To evaluate technologies, the DIA relies on several laboratories, as well as partnering with the industry. The agency’s annual conference, DODIIS Worldwide—the 2019 event was held in Tampa, Florida, last month—“is primarily a venue that we get together across the government,” Schaffer explains. “But really it is to bring in our industry partners and be able to explain to them our upcoming challenges and what we need them to try to help us figure out for the future, so that we can make sure we’re keeping pace and meeting the needs at the same time.”
As for areas in which the commercial sector can assist the DIA’s CISO office, Schaffer points to the areas the DIA is currently working on: artificial intelligence, machine learning and automation. “We often look at ourselves as like a Fortune 50 company,” she states. “It’s just that our mission area is intelligence. But the same automation, artificial intelligence, machine learning that all of the big corporations are looking for help with … are the exact same things we’re looking for from industry, which is why the DIA finds it very important to have good relationships with our industry partners, because we leverage each other to actually move the nation forward in all of our endeavors, whether it be critical infrastructure or specifically the intelligence portion.”
The CISO/cyber chief reminds the industry that the intelligence community has slightly more unique requirements than the private sector, and that requires a balance. “We want to make sure we’re laying that out so the industry can address those requirements as well as commercial requirements,” she notes. “At the same time, we don’t want diverse baselines. We want to use the industry products, and they’re the greatest innovators.”
As for goals, the office of the CISO will continue to support the DIA chief information officer’s vision of being a preferred partner provider. “What we’re really focusing on over the next fiscal year is to make sure we are driving customer centricity into everything that we produce from a service point of view,” Schaffer shares. “We want to make sure that we can actually deliver data to the point of need for our consumers.
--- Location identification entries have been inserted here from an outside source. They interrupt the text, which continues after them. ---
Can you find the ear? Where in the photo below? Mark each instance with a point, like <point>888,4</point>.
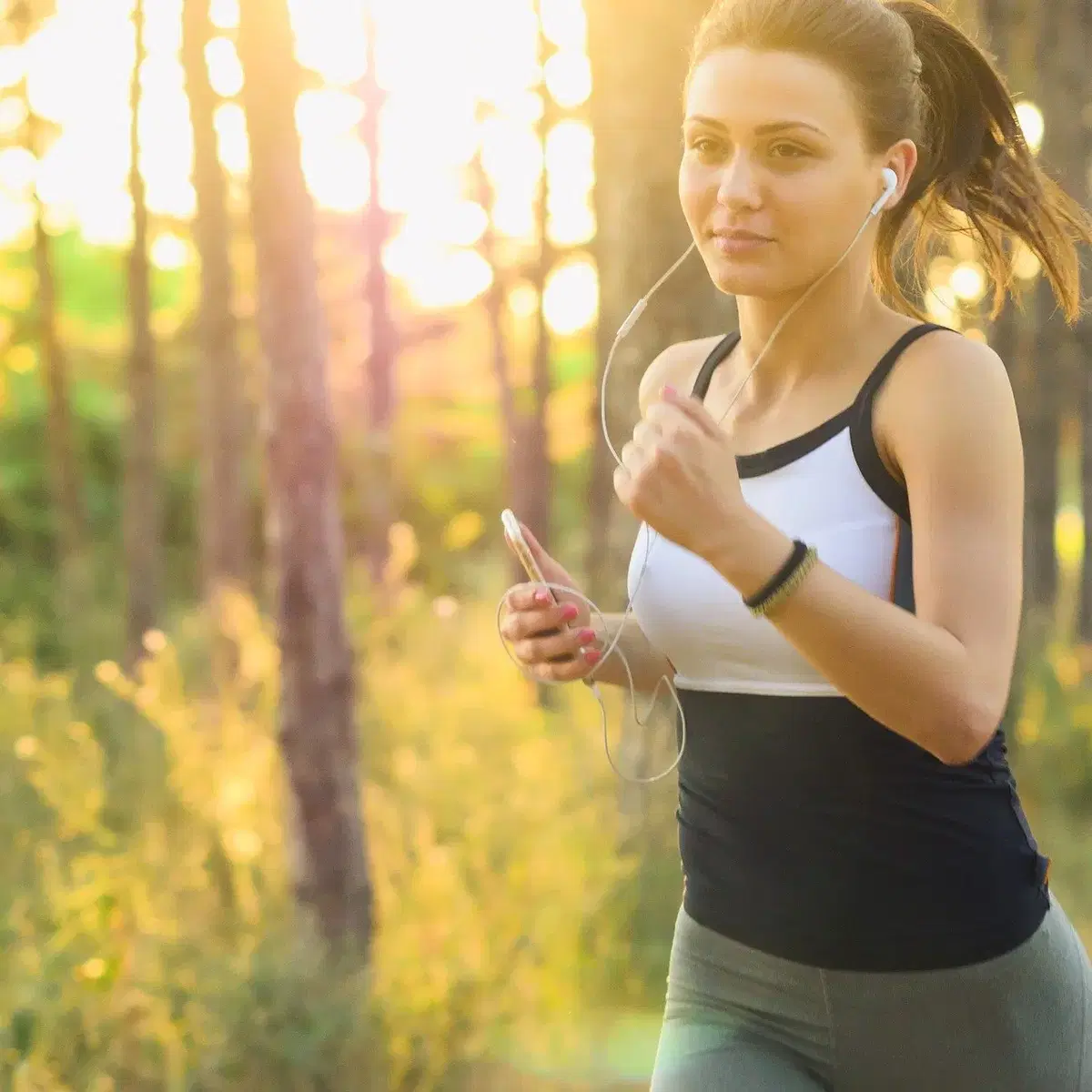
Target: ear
<point>902,158</point>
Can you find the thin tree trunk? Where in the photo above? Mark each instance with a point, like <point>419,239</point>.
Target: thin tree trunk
<point>535,470</point>
<point>637,116</point>
<point>64,469</point>
<point>224,532</point>
<point>495,304</point>
<point>142,507</point>
<point>318,732</point>
<point>385,338</point>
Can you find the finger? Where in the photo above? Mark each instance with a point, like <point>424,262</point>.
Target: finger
<point>693,409</point>
<point>563,645</point>
<point>528,598</point>
<point>572,670</point>
<point>647,434</point>
<point>521,623</point>
<point>633,458</point>
<point>623,485</point>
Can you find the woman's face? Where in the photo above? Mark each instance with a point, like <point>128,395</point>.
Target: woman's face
<point>775,177</point>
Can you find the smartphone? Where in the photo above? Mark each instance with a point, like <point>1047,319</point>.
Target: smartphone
<point>522,551</point>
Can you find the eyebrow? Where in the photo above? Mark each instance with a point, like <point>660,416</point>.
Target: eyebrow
<point>764,130</point>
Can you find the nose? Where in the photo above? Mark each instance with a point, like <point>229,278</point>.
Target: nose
<point>738,185</point>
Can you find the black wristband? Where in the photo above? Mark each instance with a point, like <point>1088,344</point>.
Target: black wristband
<point>800,551</point>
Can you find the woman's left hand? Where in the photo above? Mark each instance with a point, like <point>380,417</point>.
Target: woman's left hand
<point>678,475</point>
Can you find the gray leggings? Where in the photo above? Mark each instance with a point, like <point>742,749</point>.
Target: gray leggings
<point>737,1019</point>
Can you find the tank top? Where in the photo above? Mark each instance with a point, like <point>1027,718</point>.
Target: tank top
<point>806,828</point>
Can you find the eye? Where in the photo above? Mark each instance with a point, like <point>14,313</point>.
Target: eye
<point>784,150</point>
<point>704,147</point>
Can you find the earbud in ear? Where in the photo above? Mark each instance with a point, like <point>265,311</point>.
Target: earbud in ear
<point>890,185</point>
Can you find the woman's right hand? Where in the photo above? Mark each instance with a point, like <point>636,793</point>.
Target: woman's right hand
<point>550,633</point>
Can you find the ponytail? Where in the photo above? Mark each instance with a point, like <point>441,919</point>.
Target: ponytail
<point>915,75</point>
<point>976,174</point>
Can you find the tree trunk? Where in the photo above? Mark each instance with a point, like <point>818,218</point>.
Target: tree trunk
<point>495,304</point>
<point>74,587</point>
<point>385,339</point>
<point>637,116</point>
<point>142,509</point>
<point>224,531</point>
<point>1082,154</point>
<point>534,483</point>
<point>318,733</point>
We want to optimize our core missions … and we really want to equip our workforce to make sure that we’re continuing to increase their skill levels as well as bring in new government talent with the right skills to continue to move us forward.
“We will continue to need the great partnerships that we’re getting from our industry, and we need to make sure we’re continuing to provide those IT services, so we can make sure we’re meeting the intelligence needs [with which] we’ve been tasked,” she says.